Der inhatliche, rote Faden in dieser Vielfalt: Ich berate seit über 25 Jahren Organisationen in Sachen „Führung“. Dazu gehört die individuelle Unterstützung von Führungskräften in der Personalführung und –entwicklung sowie maßgeschneiderte Führungskräfteentwicklungsprogramme. Gute Führung braucht „Tools“. Ob im Mitarbeitergespräch, bei der Beurteilung von Leistungs- und Potenzialträgern oder bei der Einschätzung der Zufriedenheit und Bindung der Mitarbeiter im Rahmen einer Mitarbeiterbefragung. Ich begleite meine Kunden bei der Entwicklung und Umsetzung von Führungsinstrumenten, die die strategischen Ziele der Organisation realisieren. Ein bedeutender Kulturfaktor für Unternehmen ist die richtige Besetzung von Führungspositionen sei es durch externe Bewerber oder aus internen Reihen. Eine valide Auswahl ist daher inhaltlich und wirtschaftlich geboten. Ich unterstütze Organisationen im Profit und Non-Profit-Bereich durch eine professionelle und praxisnahe Eignungsdiagnostik im Rahmen von Einzel- oder Gruppen-Assessments oder Management-Audits. 

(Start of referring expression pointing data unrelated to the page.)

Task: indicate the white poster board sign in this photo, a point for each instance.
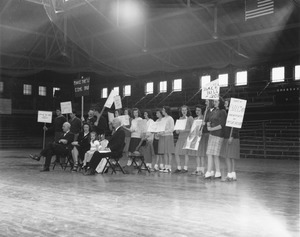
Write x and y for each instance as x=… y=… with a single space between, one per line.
x=110 y=99
x=66 y=107
x=236 y=113
x=124 y=120
x=5 y=106
x=193 y=140
x=180 y=124
x=44 y=116
x=111 y=116
x=211 y=90
x=118 y=102
x=157 y=126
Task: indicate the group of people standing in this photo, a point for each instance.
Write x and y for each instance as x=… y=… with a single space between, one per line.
x=216 y=140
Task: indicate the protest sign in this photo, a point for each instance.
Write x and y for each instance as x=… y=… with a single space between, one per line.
x=193 y=140
x=211 y=90
x=180 y=124
x=124 y=120
x=44 y=117
x=236 y=113
x=110 y=99
x=82 y=86
x=157 y=126
x=111 y=116
x=118 y=102
x=66 y=107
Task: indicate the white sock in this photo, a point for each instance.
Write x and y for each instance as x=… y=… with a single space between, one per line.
x=233 y=175
x=218 y=174
x=208 y=174
x=129 y=162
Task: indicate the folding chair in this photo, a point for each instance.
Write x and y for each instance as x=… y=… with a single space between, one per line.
x=135 y=156
x=112 y=162
x=64 y=161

Eine Herzensangelegenheit von mir ist die Nachwuchsförderung. Hier bieten sich die aussichtsreichsten Möglichkeiten, Führungskompetenz und Führungsverhalten effektiv zu verändern und auf die Zukunftsanforderungen auszurichten. Der Nachwuchs erwartet heute einen transparenten und attraktiven „Weg zur Führung“, der fair und anspruchsvoll ist. Ich gestalte mit meinen Kunden diesen Prozess, die dazu gehörigen Entwicklungsformate, deren Herzstück eine individuelle Potenzialanalyse ist. Sie orientiert sich an den Werten und Haltungen, die von einer Führungskraft gefordert sind und bietet dem „Kandidaten“ die Chance, selbst zu prüfen, ob Führung ein geeigneter Karriereweg für ihn ist.

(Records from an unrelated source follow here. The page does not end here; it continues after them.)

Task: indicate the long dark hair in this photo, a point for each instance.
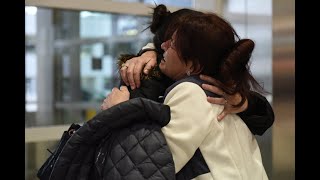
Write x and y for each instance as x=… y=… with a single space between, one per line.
x=216 y=50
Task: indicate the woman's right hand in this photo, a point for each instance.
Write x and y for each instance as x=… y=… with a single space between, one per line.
x=225 y=99
x=131 y=70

Die begleitende Evaluation von Programmen und Projekten ist seit 15 Jahren ein wichtiger Bestandteil meiner Beratungstätigkeit Auch Evaluation ist für mich ein Element, das der Führung dient und ihr Datentransparenz, Entscheidungssicherheit und „Bodenhaftung“ geben kann. Sie liefert Wissensgrundlagen für weiterführende Entscheidungen im Sinne einer „lernenden Organisation“.

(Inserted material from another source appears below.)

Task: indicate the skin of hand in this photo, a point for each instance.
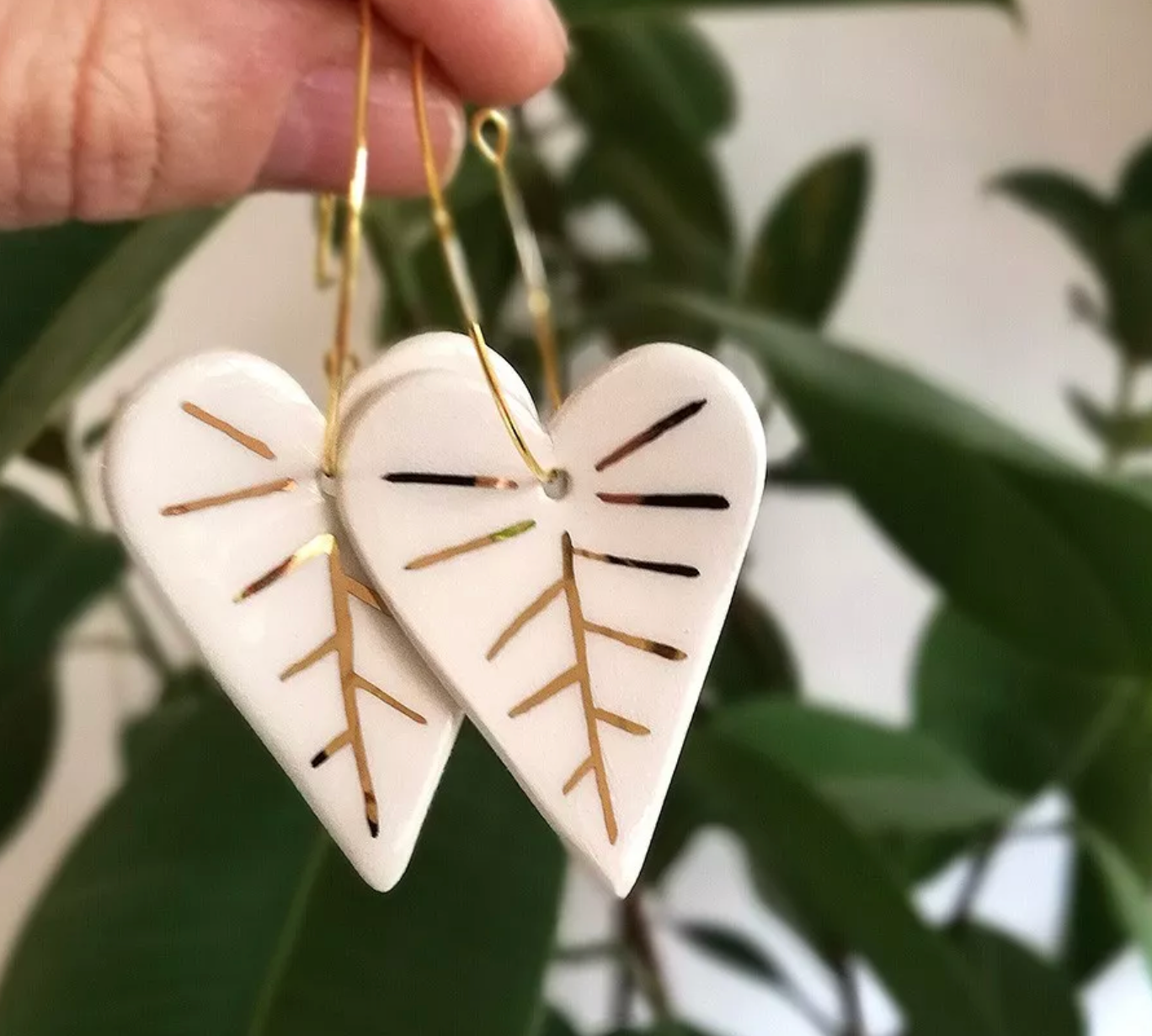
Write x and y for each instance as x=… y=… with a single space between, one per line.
x=119 y=109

Häufig greife ich Entwicklungen auf oder mir werden Themen anvertraut, die nicht zu meinem klassischen Repertoire gehören. Meine Erfahrung zeigt: Gerade dies bietet Chancen für beide Seiten, da ich eine "frische" Perspektive vermitteln kann und ich selbst davon profitiere. Während meiner fast 30jährigen Beratungsarbeit war der Wandel das Beständige und ich selbst Spielgelbild der Veränderungen in Wirtschaft und Gesellschaft. Dabei war es immer mein Antrieb aus der Vielfalt, der Widersprüchlichkeit und dem alltäglichen „Chaos“ eine strukturierte Landschaft zu gestalten, die für alle Beteiligten in der Organisation Sinn stiftet, die Rollenklarheit fördert und die eine Teilhabe ermöglicht.

Geboren 1961 in Düsseldorf, bin ich aufgewachen in Westfalen. Studiert habe ich (viele Semester) in Münster, bevor ich vor einigen Jahren an den Rand des Ruhrgebiets gezogen bin. Bei aller Vielfalt und Veränderung empfinde ich mich durchaus als bodenständig. Wenn ich nicht Berater geworden wäre, hätte ich vermutlich heute ein kleines Gourmet-Restaurant, mein leidenschaftliches Hobby wäre mein Beruf und ich bewegte mich quasi hauptamtlich zwischen den verschiedenen kulinarischen Welten Europas und manchmal  auch "Cross-over". Ich bin aber guter Dinge, dass dies nicht so gekommen ist.